Starting next month, public employees in Costa Rica will receive a salary increase ranging from 1.08 to 1.60 percent depending on profession.
The percentages were set at 8:30 p.m. on Wednesday after six hours of negotiations between government representatives and union leaders.
The unions – Rerum Novarum, Central Juanito Mora, the National Confederation of Workers, the Costa Rican Confederation of Democratic Workers and the Costa Rican Workers Movement –accepted the government’s proposal and signed an agreement.
However, leaders of the National Association of Educators (ANDE), the High School Teachers’ Association and Costa Rica’s Social Security System Workers Union left the negotiations earlier in the afternoon, citing a disagreement with the proposed figures.
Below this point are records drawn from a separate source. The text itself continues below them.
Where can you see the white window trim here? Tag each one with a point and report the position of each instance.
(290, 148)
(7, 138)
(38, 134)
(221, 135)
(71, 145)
Those groups had requested an increase of at least 2.3 percent.
The hike mostly will benefit 250,000 unskilled employees earning minimum wages, who will receive a 1.6 percent increase.
Negotiators agreed on 0.94 percent of the base salary for professional workers plus 0.14 that was pending from negotiations during the previous quarter.
Union leaders who rejected the approved raises publicly called the government’s figure “vulgar.”
“It is extremely shameful to hold negotiations under these terms with a government that had always voiced an intention of making social change,” said a visibly upset ANDE President Gilberto Cascante, who added that the increase “will not have any effect on educators’ pockets.”
He also promised to explore the option of filing an international complaint with the International Labour Organization.
“We aren’t ruling out protests, if needed,” Cascante said.